I doubt that I will be checking again for cheaters. First, this is a losing battle: as I use more advanced cheating detection schemes, the cheaters will adapt. I am not a policeman fighting crime. My role is to educate, not to enforce honest behavior. This is a university, not a kindergarten. Second, when a couple of students cheat, they have a problem. When 22 students cheat, well, the problem is mine!

Suggestions to completely change the assignments from year to year are appealing at first glance, but they create other problems: it is tough to know in advance whether an assignment will be too easy, too hard, or too ambiguous. Even small-scale testing with TA's and other faculty does not help. You need to "test" the new assignment by giving it to students. If it is a good one, you want to keep it. If it is a bad one, you just gave the students a useless exercise.

What I came to realize is that the assignments' style was an inherent part of the problem. The solution is not to detect cheating. The solution is to create assignments that are inherently not amenable to cheating:
  • Public projects: The database projects that use NYC Data Mine data (see the projects from 2009 and 2010) are one approach: they are public, and it would be meaningless to copy a project from a past semester. The risk of public embarrassment is a significant deterrent.
  • Peer reviewing: The other successful project is one in which students research a new technology and present their findings in class; the only grade they receive comes from their peers.
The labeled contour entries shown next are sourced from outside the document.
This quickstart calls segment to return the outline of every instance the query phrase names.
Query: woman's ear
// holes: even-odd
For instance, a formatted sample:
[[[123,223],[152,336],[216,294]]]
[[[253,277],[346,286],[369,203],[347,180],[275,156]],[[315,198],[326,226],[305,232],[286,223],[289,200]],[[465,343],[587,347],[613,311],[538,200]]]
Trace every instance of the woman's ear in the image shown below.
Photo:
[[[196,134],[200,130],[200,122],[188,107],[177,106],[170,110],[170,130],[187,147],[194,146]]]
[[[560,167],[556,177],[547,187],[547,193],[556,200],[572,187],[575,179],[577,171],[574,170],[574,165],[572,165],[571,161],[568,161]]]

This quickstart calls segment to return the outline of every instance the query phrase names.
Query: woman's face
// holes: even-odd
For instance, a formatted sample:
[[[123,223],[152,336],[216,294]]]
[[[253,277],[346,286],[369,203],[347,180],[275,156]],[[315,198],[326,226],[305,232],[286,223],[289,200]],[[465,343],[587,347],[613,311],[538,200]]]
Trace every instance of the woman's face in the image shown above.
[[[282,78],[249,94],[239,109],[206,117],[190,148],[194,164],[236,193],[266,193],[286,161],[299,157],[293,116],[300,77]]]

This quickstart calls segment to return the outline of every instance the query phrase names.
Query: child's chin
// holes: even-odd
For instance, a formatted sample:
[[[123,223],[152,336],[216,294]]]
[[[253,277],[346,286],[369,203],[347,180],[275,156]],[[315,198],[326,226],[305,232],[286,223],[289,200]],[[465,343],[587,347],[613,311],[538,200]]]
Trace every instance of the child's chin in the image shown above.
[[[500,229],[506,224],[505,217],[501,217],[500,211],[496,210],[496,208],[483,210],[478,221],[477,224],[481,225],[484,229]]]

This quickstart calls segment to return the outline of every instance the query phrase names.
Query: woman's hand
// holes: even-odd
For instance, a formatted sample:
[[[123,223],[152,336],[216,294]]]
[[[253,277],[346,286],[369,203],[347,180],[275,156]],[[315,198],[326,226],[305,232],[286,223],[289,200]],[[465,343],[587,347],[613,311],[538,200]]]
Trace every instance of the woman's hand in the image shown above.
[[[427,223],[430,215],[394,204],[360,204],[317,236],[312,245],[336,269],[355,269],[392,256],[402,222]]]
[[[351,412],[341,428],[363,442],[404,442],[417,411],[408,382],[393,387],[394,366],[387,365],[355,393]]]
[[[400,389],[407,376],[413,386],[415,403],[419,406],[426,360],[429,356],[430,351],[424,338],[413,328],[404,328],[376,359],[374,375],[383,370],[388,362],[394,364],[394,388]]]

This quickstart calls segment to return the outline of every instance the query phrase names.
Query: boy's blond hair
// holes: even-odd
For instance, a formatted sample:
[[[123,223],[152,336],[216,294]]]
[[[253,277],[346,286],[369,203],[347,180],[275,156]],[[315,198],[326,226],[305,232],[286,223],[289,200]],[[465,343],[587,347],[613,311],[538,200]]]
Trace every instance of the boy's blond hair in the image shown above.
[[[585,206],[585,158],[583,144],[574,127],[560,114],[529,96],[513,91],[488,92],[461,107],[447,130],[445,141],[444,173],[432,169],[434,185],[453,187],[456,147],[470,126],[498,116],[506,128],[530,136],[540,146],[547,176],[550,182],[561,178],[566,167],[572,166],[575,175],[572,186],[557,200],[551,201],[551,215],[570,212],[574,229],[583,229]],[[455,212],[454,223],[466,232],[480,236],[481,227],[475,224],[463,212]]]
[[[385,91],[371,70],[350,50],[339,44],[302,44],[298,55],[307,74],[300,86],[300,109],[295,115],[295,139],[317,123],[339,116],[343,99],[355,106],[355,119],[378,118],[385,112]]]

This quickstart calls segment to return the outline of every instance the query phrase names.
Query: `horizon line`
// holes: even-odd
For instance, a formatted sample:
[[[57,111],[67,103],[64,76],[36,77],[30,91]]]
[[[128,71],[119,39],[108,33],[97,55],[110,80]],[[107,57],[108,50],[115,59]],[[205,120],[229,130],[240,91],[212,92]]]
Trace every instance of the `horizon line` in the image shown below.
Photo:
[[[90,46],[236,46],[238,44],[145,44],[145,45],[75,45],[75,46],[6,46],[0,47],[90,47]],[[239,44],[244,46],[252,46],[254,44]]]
The social pressure is so high that most of the presentations are of excellent quality. This year, the student presentation on augmented reality was so impressive that, for an MBA class, we simply showed the recorded presentation to the MBA students.
  • Competitions: To teach students how the web works, I ask them to create a website and attract at least 100 unique visitors. The student with the most visitors at the end of the semester receives an award (most often an iPod). I had some great results with this project (e.g., one student created a website on "How to Kill Nefarian" and got 150,000 visitors over 8 weeks) and some highly entertaining incidents.

These types of assignments work well for specific types of problems. I am still not sure how I can teach students, for example, to write database queries, without some "boring," well-defined assignments with pre-determined "correct" outcomes.

In other words, my theory is that cheating (on a systematic level) happens because students try to gain an edge over their peers/competitors. Even top-notch students cheat to ensure a perfect grade. Fighting cheating is not something that professors can do well in the long run, and it is counterproductive by itself. By channeling this competitive energy into creative activities, in which you cannot cheat, everyone is better off.

Any other suggestions are greatly appreciated. I am interested in what others are doing to deal with the problem.